THE joint leadership of the National Assembly has proposed complete decentralisation of the Nigeria Police Force and the Nigeria Correctional Service by moving the two items from the Exclusive List of the constitution to the Concurrent List.
President of the Senate Ahmad Lawan and Speaker of House of Representatives Femi Gbajabiamila made this known in a one-day roundtable on ‘Reform of the Criminal Justice System of Nigeria’ organised by the National Institute of Legislative and Democratic Studies in Abuja on Wednesday.
Gbajabiamila, who spoke through a member of the House Uzuwagbo Ugonna, said every aspect of the country’s criminal justice system, including its personnel, needed immediate legislative overhauling and reforms.
“The scope of the Nigeria Criminal Justice System, beginning with the Police, the courts, correctional service, our criminal laws and codes, including human personnel that manage our criminal justice institutions, need reforms,” Gbajabiamila said.
“As legislators, we will not be opposed to amending the constitution to remove the establishment and management of Correctional Service Centres from the Exclusive Legislative List and add it to the Concurrent List.
“This, I believe, will fast-track and decongest our federal correctional centres and enable willing states to provide better correctional service centres with better living conditions for their people.”
“The autonomy being advocated by our judicial officers across the nation should be granted without delay, to encourage justice without favour. We should consider the creation of special criminal courts,” Gbajabiamila further stated.
Lawan, who was represented by a member of the red chamber Olamilekan Adeola said no country would make any meaningful progress without a productive criminal justice system, adding that there was a need to strengthen the system for enhanced and effective service delivery.
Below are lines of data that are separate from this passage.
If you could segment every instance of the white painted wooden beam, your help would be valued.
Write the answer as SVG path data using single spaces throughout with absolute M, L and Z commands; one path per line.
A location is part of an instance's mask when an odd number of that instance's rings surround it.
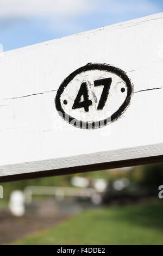
M 89 63 L 123 70 L 133 89 L 121 116 L 90 130 L 55 105 L 65 78 Z M 0 181 L 162 161 L 162 72 L 163 13 L 1 54 Z

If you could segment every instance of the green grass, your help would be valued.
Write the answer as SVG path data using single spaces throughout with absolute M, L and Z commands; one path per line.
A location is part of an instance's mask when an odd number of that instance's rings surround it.
M 83 211 L 17 245 L 162 245 L 163 204 Z

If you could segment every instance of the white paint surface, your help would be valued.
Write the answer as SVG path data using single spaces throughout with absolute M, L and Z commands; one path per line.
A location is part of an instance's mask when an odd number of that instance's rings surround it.
M 161 13 L 1 55 L 0 175 L 163 155 L 162 45 Z M 90 62 L 134 86 L 122 115 L 95 130 L 70 125 L 54 104 L 63 80 Z

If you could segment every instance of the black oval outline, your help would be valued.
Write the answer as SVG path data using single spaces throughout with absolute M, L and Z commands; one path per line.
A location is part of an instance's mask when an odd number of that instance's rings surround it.
M 96 121 L 95 122 L 85 122 L 83 121 L 78 120 L 76 118 L 71 117 L 71 115 L 68 115 L 65 112 L 61 105 L 61 95 L 64 92 L 65 88 L 68 86 L 69 83 L 77 75 L 80 74 L 82 72 L 96 69 L 107 71 L 111 73 L 115 74 L 115 75 L 120 77 L 124 81 L 128 88 L 127 97 L 126 98 L 125 101 L 124 101 L 123 104 L 118 109 L 115 113 L 114 113 L 109 118 L 108 118 L 104 120 L 101 120 L 100 121 Z M 128 77 L 125 72 L 124 72 L 121 69 L 106 64 L 88 63 L 87 65 L 82 66 L 81 68 L 79 68 L 79 69 L 73 71 L 68 76 L 67 76 L 67 77 L 66 77 L 61 83 L 57 91 L 56 97 L 55 99 L 55 107 L 57 111 L 59 112 L 59 114 L 61 116 L 62 118 L 64 118 L 65 121 L 66 121 L 67 123 L 69 123 L 70 124 L 71 123 L 71 124 L 74 125 L 76 127 L 78 127 L 79 128 L 82 129 L 89 129 L 89 124 L 91 124 L 91 127 L 90 129 L 101 128 L 102 127 L 104 127 L 109 123 L 115 121 L 120 115 L 121 115 L 122 113 L 126 110 L 126 108 L 129 104 L 133 91 L 133 86 L 130 80 Z M 74 123 L 73 124 L 72 123 L 72 121 Z M 103 125 L 103 124 L 104 124 Z

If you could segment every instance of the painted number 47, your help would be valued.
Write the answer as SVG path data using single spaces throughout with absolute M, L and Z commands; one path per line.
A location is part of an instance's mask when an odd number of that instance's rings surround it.
M 103 78 L 94 81 L 94 86 L 101 86 L 104 87 L 101 97 L 97 106 L 97 109 L 103 109 L 105 106 L 105 102 L 108 99 L 109 89 L 110 88 L 112 78 Z M 81 101 L 82 96 L 83 96 L 83 100 Z M 72 108 L 76 109 L 83 107 L 84 111 L 87 112 L 89 111 L 89 106 L 92 104 L 92 101 L 89 100 L 89 90 L 87 85 L 86 82 L 82 83 L 78 93 L 74 101 Z

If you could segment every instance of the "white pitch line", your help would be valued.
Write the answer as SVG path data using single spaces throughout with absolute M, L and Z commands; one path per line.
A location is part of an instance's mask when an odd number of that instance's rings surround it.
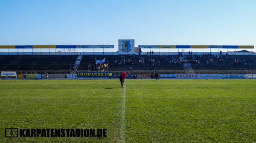
M 123 93 L 123 106 L 122 108 L 122 116 L 121 120 L 121 135 L 120 137 L 121 139 L 120 142 L 122 143 L 125 143 L 125 89 L 126 83 L 126 80 L 125 81 L 125 88 Z

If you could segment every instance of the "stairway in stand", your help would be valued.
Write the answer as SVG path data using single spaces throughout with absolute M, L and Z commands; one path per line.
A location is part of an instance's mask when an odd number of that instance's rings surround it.
M 180 57 L 180 60 L 183 60 L 186 57 L 186 56 L 183 56 L 183 57 Z M 191 63 L 184 63 L 183 64 L 183 67 L 186 74 L 195 74 L 195 71 L 193 69 L 192 66 L 191 66 Z
M 83 57 L 83 55 L 79 55 L 77 57 L 77 58 L 76 59 L 76 61 L 75 63 L 74 67 L 75 67 L 75 71 L 76 72 L 77 71 L 77 69 L 78 67 L 80 65 L 80 62 L 81 61 L 81 60 L 82 59 L 82 57 Z

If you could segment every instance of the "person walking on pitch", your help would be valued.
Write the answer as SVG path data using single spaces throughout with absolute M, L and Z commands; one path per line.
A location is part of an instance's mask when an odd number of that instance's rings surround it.
M 155 76 L 156 77 L 156 79 L 157 80 L 159 80 L 159 74 L 158 74 L 158 73 L 157 72 L 156 72 Z
M 120 74 L 119 76 L 119 79 L 120 80 L 120 82 L 121 82 L 121 85 L 122 86 L 122 87 L 125 87 L 122 85 L 122 83 L 125 82 L 125 76 L 127 75 L 129 75 L 129 73 L 128 72 L 123 72 Z

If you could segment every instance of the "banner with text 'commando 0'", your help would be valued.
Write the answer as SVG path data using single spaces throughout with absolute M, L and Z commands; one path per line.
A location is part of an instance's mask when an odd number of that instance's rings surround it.
M 111 72 L 79 72 L 78 77 L 104 77 L 112 75 Z

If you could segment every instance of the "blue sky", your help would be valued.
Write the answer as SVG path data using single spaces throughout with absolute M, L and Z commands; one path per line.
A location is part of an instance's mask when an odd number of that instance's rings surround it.
M 0 45 L 256 45 L 256 0 L 0 0 Z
“No society grows without a productive criminal justice system, considering the additional role the sector plays in maintaining order and in fostering peace.
“With rising insecurity, we must be ready to strengthen the justice system and be bold enough to ensure that criminals go through diligent prosecution. This is to serve as deterrence to others, reduce wrongdoings, promoting peace and enhancing growth and development,” he said.